Шрифт:
Интервал:
Закладка:
Здесь я хочу отметить только — и этого вполне достаточно, — что уже с первого дня прямое влияние голландской школы и Рейсдаля прервалось, вернее, ушло в сторону. Замене изучения северных художников изучением одной природы больше всего способствовали два человека: Коро, совсем не связанный с голландцами, и Руссо, горячо любивший их произведения и хорошо помнивший их методы, но настойчиво желавший видеть больше, видеть иначе и выразить все, что от них ускользало. Отсюда два взаимосвязанных и параллельных явления: этюды, более тонкие, если не лучше исполненные, и приемы, более сложные, если не более умелые.
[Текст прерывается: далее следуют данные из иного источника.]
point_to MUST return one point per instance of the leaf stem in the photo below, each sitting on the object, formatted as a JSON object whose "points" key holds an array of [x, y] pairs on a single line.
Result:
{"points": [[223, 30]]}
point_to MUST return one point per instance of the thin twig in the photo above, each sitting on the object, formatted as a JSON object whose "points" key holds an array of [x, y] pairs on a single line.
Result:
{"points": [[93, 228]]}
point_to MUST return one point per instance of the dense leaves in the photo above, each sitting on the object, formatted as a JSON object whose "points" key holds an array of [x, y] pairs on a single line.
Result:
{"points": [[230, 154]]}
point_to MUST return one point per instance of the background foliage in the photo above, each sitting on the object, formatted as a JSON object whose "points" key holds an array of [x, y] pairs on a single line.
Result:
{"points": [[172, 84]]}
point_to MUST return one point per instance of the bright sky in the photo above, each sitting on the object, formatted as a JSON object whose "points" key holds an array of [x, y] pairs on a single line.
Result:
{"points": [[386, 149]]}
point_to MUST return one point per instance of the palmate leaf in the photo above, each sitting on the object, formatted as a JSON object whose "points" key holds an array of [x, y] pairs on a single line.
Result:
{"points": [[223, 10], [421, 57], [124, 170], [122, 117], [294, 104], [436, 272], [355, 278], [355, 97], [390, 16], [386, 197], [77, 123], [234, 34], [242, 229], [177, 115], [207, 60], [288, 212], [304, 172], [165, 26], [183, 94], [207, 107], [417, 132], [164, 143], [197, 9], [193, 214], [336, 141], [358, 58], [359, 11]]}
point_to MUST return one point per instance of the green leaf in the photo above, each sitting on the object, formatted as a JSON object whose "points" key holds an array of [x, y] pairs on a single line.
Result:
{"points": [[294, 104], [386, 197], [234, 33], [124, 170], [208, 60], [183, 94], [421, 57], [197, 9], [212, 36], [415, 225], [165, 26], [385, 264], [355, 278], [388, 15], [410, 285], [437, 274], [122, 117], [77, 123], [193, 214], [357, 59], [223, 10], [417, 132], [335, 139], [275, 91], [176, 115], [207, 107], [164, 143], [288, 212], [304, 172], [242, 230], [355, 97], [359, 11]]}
То, что Жан-Жак Руссо, Бернарден де Сен-Пьер, Шатобриан, Сенанкур, наши первые мастера пейзажа в литературе, обнимали единым взглядом и выражали в сжатых формулах, должно было показаться неполным конспектом и очень ограниченным обзором в момент, когда литература стала чисто описательной. Точно так же и потребности живописи, непоседливой, аналитической и склонной к буквальной имитации, оказались стеснены чужеродным методом и стилем. Глаз стал более любознательным и изощренным, восприимчивость — хотя не более живой, но более нервной; рисунок — пытливым и доскональным; наблюдения умножились; природа, изучаемая вплотную, закишела деталями, эпизодами, эффектами, оттенками. У нее — стали выведывать тысячи тайн, прежде хранимых ею про себя, потому ли, что тогда не умели или не хотели настойчиво расспрашивать ее. Нужен был соответствующий язык, чтобы выразить множество новых ощущений; и Руссо почти единолично создал словарь, которым мы пользуемся и сегодня. В его эскизах, набросках и законченных произведениях вы найдете попытки, усилия, счастливые или неудачные открытия, превосходные неологизмы и рискованные обороты, какими этот глубокий искатель формул стремился обогатить старый язык и старую грамматику живописцев. Возьмите одну из лучших картин Руссо, поместите ее рядом с картиной — такого же рода и значения — Рейсдаля, Хоббемы или Вейнантса, и вы поразитесь их различием почти так же, как если бы вы, прочтя страницу из «Исповеди» или «Обермана», сразу же прочли бы страничку какого-нибудь современного описательного романа. Здесь те же усилия, то же расширение кругозора, тот же результат. Выражения более характерны, наблюдательность более изощрена, палитра бесконечно богаче, цвет выразительнее, даже самое построение более тщательно. Все кажется лучше прочувствованным, более продуманным, более научно обоснованным и рассчитанным. Какой-нибудь голландец разинул бы рот перед такой добросовестностью и был бы ошеломлен подобной способностью к анализу. И все же разве лучше, вдохновеннее произведения Руссо? Разве они более жизненны? Когда Руссо пишет «Равнину, покрытую инеем», ближе ли он к правде, чем Остаде и ван де Вельде в их «Конькобежцах»? Когда Руссо пишет «Ловлю форели», больше ли в ней серьезности, влаги и тени, чем в спящих водах и мрачных водопадах Рейсдаля?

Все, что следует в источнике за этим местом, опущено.